La bistronomie est morte, vive…. la suite !

20 mai 2015

Bistronomie

C’est un mot-valise qui a explosé en vol. Trop plein ou trop vide, c’est selon. Le néologisme a vécu, polysémique dès ses origines, et mis aujourd’hui à toutes les sauces. Synonyme d’une cuisine inventive prodiguée à petits prix, réalisée avec de bons produits, la bistronomie bien marketée englobe quasiment toute l’offre de restauration actuelle. Cela va de la chaine de restauration rapide Quick qui prétend faire un « burger bistronomique » jusqu’à la naturalité ducassienne où l’on fait sauter nappe et molleton sur la table et où le service se veut (légèrement) plus décontracté. C’est dire si le mot n’est plus opérationnel pour définir le moindre concept.

Né du vif esprit de Sébastien Demorand lors d’une réunion du Fooding en 2004, ce « bon mot » ne se voulait ni idéologique, ni programmatique.

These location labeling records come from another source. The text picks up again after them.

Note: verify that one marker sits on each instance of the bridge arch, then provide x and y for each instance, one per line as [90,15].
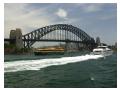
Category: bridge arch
[36,35]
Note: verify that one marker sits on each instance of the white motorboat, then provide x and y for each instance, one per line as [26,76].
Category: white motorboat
[102,50]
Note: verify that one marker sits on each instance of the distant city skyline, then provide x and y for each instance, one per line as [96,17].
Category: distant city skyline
[97,20]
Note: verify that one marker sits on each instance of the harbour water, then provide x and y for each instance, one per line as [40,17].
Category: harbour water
[72,70]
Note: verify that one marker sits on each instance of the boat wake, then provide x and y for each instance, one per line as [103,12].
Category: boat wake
[15,66]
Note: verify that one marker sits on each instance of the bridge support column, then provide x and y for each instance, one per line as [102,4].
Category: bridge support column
[17,35]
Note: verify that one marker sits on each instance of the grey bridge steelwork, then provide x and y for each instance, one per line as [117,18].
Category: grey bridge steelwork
[30,38]
[37,35]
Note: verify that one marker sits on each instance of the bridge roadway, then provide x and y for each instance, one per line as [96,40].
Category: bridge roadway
[44,40]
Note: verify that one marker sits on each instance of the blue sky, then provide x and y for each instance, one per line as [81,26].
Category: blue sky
[95,19]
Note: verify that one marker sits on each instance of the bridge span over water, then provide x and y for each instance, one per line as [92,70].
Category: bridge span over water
[52,33]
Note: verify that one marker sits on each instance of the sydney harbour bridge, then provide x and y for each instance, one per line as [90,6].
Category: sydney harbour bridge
[52,33]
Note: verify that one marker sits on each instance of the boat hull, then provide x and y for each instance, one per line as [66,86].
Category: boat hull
[48,53]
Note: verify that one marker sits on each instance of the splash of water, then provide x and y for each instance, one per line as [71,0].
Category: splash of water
[15,66]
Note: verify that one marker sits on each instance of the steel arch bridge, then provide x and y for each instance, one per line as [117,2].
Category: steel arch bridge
[79,35]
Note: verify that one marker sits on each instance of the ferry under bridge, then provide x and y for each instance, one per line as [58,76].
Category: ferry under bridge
[54,33]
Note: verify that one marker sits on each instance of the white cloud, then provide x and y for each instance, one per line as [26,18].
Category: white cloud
[61,13]
[92,7]
[20,16]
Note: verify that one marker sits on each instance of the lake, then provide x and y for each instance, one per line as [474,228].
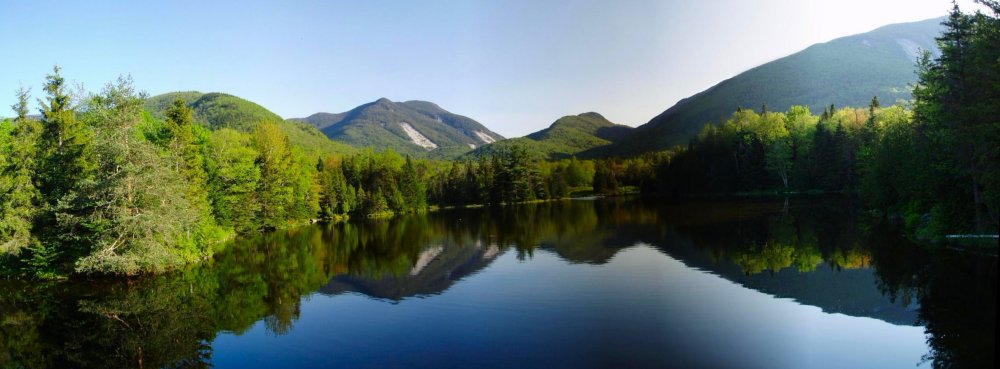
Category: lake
[800,283]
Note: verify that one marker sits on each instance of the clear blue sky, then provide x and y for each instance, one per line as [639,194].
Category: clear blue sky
[515,66]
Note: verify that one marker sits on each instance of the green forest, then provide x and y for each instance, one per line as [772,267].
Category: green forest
[99,184]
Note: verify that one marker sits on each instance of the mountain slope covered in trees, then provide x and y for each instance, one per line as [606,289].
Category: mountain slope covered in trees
[418,128]
[218,110]
[847,71]
[567,136]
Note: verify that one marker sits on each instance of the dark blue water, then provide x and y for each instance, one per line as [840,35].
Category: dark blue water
[609,283]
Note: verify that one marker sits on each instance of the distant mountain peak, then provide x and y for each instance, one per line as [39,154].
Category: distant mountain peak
[846,71]
[591,114]
[414,127]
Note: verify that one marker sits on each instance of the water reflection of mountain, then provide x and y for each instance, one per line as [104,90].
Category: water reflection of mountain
[813,252]
[759,245]
[765,246]
[435,270]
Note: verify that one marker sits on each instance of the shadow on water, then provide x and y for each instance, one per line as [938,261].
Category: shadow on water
[817,252]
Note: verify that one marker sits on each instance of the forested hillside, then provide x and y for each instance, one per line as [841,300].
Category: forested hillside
[847,71]
[115,183]
[417,128]
[569,136]
[218,110]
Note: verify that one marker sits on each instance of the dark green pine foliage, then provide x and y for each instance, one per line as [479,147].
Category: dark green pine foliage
[957,110]
[19,198]
[65,146]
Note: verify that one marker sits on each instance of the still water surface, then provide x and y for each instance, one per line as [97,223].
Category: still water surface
[604,283]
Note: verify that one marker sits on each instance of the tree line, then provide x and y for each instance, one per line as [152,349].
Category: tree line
[96,184]
[933,162]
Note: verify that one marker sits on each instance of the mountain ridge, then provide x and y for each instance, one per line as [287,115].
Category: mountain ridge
[846,71]
[416,127]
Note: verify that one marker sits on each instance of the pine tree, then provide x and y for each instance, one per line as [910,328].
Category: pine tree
[19,198]
[275,161]
[65,147]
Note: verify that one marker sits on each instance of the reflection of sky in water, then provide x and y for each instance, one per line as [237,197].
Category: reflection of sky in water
[643,309]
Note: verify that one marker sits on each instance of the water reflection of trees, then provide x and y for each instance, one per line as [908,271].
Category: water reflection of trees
[170,320]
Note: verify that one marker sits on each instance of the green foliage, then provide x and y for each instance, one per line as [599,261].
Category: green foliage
[137,215]
[846,72]
[380,125]
[234,178]
[570,135]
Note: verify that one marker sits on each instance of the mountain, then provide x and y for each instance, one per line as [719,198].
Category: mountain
[413,127]
[567,136]
[218,110]
[847,71]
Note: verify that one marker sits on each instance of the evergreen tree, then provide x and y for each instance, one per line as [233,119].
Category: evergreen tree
[65,146]
[137,217]
[275,190]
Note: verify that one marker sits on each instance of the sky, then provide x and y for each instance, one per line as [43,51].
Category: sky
[515,66]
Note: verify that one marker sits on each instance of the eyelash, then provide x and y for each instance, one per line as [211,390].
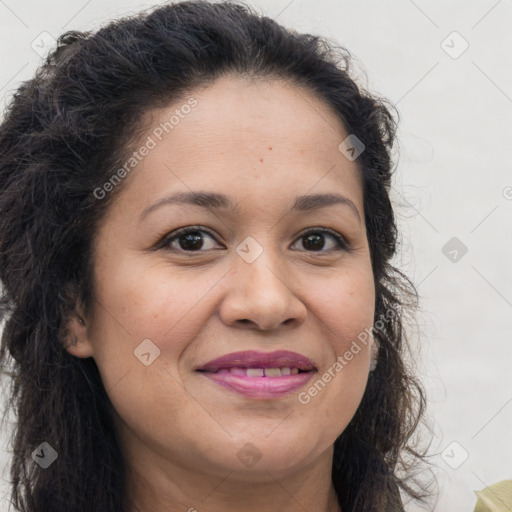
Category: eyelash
[167,240]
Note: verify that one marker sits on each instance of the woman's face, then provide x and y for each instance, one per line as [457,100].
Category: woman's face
[256,273]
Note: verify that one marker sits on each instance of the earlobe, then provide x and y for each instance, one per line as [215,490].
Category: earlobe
[76,340]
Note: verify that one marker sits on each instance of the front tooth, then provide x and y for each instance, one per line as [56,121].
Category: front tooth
[255,372]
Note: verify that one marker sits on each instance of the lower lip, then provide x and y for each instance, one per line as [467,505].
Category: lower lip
[260,387]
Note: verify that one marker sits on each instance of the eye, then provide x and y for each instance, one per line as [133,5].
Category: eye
[192,239]
[189,239]
[314,240]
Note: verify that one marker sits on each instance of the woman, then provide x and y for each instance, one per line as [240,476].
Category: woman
[196,237]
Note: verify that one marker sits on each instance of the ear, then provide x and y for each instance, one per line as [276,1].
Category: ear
[75,328]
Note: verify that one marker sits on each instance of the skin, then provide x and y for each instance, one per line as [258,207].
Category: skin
[262,143]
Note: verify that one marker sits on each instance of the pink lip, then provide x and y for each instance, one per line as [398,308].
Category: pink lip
[259,387]
[255,359]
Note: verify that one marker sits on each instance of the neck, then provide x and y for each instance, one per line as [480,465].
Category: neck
[165,487]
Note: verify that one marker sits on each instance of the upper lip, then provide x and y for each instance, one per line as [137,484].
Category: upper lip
[255,359]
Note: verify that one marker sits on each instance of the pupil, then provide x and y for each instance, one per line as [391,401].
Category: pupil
[317,241]
[191,241]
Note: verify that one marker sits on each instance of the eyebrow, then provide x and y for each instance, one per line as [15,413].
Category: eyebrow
[220,201]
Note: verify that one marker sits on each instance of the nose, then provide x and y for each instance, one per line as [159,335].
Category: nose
[262,295]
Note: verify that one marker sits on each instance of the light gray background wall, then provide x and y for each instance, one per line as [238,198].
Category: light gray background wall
[454,180]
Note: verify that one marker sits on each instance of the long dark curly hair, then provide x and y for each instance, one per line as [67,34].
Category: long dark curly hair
[63,132]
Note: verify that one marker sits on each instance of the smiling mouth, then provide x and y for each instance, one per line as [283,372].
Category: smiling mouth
[258,372]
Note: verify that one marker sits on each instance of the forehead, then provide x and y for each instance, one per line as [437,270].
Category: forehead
[239,135]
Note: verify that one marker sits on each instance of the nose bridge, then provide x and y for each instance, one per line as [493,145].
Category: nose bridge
[260,290]
[261,265]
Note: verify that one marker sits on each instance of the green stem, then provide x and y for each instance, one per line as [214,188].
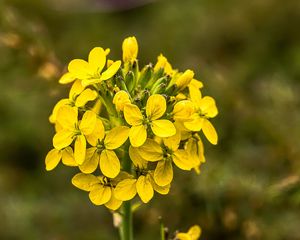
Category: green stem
[162,230]
[127,232]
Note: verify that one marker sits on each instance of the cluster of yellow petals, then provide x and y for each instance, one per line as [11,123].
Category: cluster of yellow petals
[150,120]
[193,233]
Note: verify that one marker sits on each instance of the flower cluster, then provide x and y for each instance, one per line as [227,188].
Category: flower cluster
[126,129]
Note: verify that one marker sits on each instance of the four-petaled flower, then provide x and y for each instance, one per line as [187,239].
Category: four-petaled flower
[102,150]
[91,72]
[73,129]
[155,109]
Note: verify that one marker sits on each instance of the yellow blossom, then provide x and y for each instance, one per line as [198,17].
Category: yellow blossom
[162,62]
[102,150]
[120,99]
[73,129]
[54,156]
[193,233]
[155,109]
[195,149]
[101,189]
[165,154]
[130,49]
[184,79]
[204,109]
[91,72]
[78,96]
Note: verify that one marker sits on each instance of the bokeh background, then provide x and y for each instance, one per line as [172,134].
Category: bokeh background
[247,53]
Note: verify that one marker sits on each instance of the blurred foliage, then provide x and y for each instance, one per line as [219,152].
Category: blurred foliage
[247,53]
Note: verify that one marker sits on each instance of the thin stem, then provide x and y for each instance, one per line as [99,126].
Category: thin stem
[162,229]
[127,232]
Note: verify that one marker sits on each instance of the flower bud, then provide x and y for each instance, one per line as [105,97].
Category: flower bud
[162,62]
[184,79]
[120,99]
[130,49]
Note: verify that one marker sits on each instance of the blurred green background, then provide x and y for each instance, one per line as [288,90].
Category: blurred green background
[247,53]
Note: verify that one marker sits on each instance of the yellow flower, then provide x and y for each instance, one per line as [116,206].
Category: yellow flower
[78,96]
[195,149]
[72,129]
[165,154]
[184,79]
[91,72]
[101,189]
[120,99]
[54,156]
[144,185]
[155,109]
[194,233]
[162,63]
[102,148]
[183,110]
[130,49]
[204,108]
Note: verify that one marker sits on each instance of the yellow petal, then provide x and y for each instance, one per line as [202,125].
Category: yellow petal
[162,62]
[86,96]
[208,107]
[181,160]
[183,236]
[52,159]
[80,69]
[194,232]
[116,137]
[67,117]
[97,134]
[163,173]
[195,124]
[133,115]
[84,181]
[196,84]
[111,71]
[113,203]
[126,189]
[163,128]
[79,149]
[151,151]
[63,139]
[195,95]
[88,122]
[136,158]
[130,49]
[173,142]
[100,194]
[66,78]
[68,157]
[97,59]
[184,79]
[75,90]
[164,190]
[192,151]
[137,135]
[210,132]
[62,102]
[90,81]
[121,99]
[96,108]
[144,189]
[109,163]
[156,106]
[183,110]
[91,161]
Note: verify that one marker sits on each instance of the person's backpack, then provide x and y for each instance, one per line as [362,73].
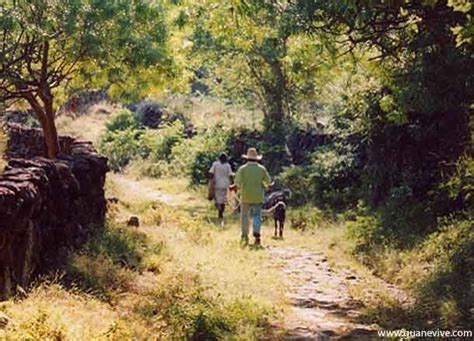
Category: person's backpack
[211,189]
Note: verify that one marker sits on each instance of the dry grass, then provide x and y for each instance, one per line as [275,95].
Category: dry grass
[88,126]
[3,146]
[51,312]
[208,112]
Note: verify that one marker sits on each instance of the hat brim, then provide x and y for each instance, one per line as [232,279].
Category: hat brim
[252,158]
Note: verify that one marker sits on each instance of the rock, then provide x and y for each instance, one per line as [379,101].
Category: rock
[46,206]
[112,200]
[133,221]
[4,320]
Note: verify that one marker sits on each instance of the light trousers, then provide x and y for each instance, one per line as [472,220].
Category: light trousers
[247,211]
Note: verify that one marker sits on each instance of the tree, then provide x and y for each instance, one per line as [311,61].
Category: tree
[44,44]
[254,51]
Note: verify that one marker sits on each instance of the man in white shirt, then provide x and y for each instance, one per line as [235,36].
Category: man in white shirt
[221,174]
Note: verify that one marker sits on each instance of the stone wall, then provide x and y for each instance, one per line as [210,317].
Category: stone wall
[46,206]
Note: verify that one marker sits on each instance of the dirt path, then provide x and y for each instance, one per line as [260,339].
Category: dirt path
[321,306]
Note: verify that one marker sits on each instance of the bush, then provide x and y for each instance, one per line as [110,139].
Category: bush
[121,147]
[158,144]
[193,157]
[149,114]
[328,182]
[306,217]
[186,312]
[122,120]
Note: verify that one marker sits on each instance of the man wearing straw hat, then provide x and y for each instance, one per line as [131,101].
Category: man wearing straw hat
[251,178]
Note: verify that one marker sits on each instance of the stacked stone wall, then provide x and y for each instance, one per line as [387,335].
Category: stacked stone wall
[46,206]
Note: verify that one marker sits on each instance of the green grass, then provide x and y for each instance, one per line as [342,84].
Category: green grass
[3,146]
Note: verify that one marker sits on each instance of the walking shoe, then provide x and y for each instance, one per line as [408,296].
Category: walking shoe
[257,239]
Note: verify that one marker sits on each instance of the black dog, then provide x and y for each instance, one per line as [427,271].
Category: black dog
[279,216]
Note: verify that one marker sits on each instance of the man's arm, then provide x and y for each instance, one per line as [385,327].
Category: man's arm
[212,171]
[267,181]
[237,180]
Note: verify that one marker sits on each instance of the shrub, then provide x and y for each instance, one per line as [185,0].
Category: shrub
[158,144]
[328,182]
[193,157]
[149,114]
[184,310]
[306,217]
[121,147]
[123,120]
[367,232]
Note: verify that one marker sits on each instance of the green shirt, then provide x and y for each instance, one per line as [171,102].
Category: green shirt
[251,178]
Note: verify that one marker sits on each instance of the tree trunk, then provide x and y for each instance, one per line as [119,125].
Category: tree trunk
[51,134]
[46,118]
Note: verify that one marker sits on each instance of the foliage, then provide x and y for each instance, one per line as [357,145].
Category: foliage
[121,147]
[194,156]
[122,120]
[189,313]
[104,266]
[158,144]
[47,43]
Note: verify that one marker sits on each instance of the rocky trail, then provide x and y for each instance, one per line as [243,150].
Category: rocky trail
[321,306]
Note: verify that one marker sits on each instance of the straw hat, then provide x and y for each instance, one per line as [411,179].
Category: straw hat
[252,155]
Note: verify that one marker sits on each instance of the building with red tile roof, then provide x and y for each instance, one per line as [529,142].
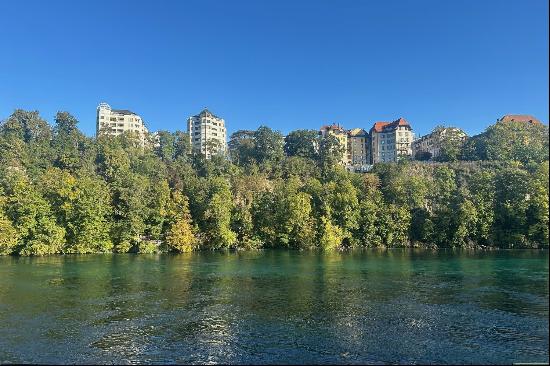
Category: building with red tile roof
[390,141]
[519,118]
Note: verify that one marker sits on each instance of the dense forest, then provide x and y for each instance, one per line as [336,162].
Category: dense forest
[63,192]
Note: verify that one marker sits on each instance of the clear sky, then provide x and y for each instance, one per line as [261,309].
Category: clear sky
[287,64]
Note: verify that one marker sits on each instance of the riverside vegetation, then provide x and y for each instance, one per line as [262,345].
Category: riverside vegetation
[63,192]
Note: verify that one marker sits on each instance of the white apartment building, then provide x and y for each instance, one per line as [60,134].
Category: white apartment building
[207,133]
[432,142]
[342,136]
[391,141]
[358,147]
[114,122]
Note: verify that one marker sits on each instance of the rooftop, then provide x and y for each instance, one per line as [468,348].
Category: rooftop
[123,111]
[357,132]
[519,118]
[386,126]
[206,113]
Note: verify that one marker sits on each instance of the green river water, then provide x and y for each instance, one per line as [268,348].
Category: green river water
[375,306]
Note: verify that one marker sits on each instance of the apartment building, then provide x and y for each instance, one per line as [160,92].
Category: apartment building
[391,141]
[358,148]
[431,144]
[207,133]
[114,122]
[342,135]
[519,118]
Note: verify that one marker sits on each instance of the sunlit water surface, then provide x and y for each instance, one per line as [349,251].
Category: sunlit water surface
[395,306]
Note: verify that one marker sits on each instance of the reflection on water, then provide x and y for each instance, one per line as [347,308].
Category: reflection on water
[393,306]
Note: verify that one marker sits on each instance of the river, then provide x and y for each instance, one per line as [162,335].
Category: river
[372,306]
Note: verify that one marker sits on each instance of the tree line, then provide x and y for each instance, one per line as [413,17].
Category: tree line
[64,192]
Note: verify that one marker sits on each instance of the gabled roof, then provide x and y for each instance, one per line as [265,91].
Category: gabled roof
[333,127]
[357,132]
[387,126]
[519,118]
[122,111]
[378,126]
[205,113]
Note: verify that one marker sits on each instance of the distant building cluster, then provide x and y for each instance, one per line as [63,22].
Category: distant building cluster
[385,141]
[115,122]
[207,133]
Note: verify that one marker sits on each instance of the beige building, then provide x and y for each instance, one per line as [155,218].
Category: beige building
[391,141]
[114,122]
[432,142]
[358,148]
[519,118]
[207,133]
[342,135]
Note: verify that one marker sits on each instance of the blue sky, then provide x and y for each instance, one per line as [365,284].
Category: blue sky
[286,64]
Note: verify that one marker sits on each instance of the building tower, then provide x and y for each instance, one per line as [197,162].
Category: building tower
[207,133]
[114,122]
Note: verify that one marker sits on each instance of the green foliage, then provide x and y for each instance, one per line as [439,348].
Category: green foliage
[302,143]
[61,192]
[518,141]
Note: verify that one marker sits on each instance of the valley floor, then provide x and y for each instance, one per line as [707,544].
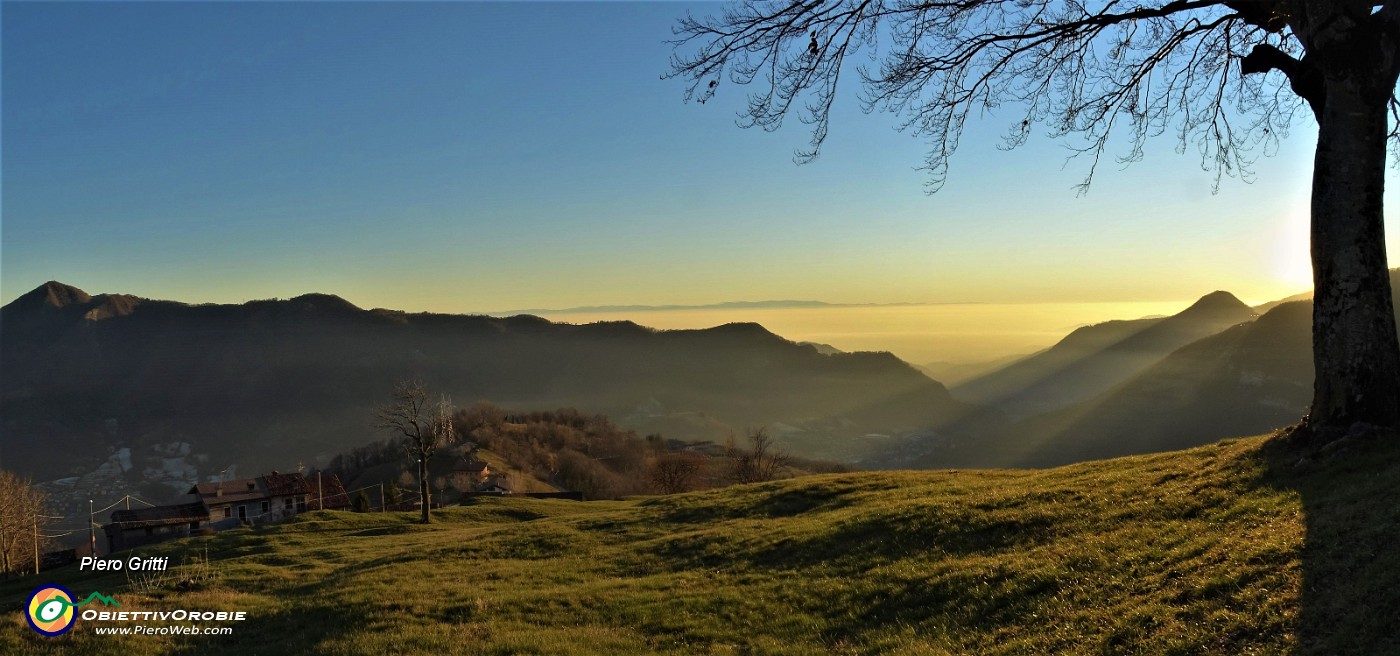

Tout juste voulait-il qualifier les assiettes d’un restaurant parisien, Mon Vieil Ami (3e arr.), qui s’inscrivaient dans un dynamisme culinaire né aux début des années 90. D’abord avec Yves Camdeborde qui s’était échappé du Crillon pour créer sa Régalade (Paris 14e arr.) en 1992. Puis, parmi d’autres, Eric Frechon, François Pasteau, Thierry Breton, Thierry Faucher et Philippe Detourbe creusent le sillon. Tous ou presque s’inspirent d’un maître : Christian Constant, alors chef du Crillon, qui ose – et le mot n’est pas trop fort ! – bouleverser les menus réglés au cordeau pour y mettre des « bas morceaux ». Yves Camdeborde, lui, cassera les codes en salle mais veillera autant à la qualité des arts de la table que celle des plats servis à des clients ravis.

Historiquement, la bistronomie est née d’un vide : l’absence d’offre intermédiaire entre le restaurant sans prétention, tout juste roboratif, et le palace guindé où le commun des mortels n’avait pas sa place. Désormais, ce vide est largement comblé puisque l’offre déborde, du fast-food de qualité jusqu’au sommet de la pyramide gastronomique. Autre changement de taille : hier alternative et oubliée tant par les guides que par la presse, la bistronomie se voit adoubée par le guide Michelin qui décerne, avec parcimonie, ses précieuses étoiles. Là où la bande à Constant a pu avancer avec une marge de liberté, hors des sentiers balisés, une partie de la nouvelle génération rentre (involontairement) dans un système contraignant. Accélération ou frein à la créativité, telle est la question.

Reste aujourd’hui l’impasse sémantique. Si le cuisinier se passe facilement des étiquettes, le littérateur, voire le client, en a besoin. Classer, c’est définir, mais aussi exclure. La nappe enlevée, les couverts simplifiés, le service désampoulé, les produits choisis et bien travaillés, quels interstices identitaires peuvent faire sens pour faire mot, telle est l’autre question ? Il n’y a guère que le Fooding qui cherche encore à renouveler le langage pour distinguer et différencier. Alexandre Cammas promet même un nouveau mot avec la sortie du prochain guide en novembre 2015. En attendant, la bistronomie est morte. Vive la suite.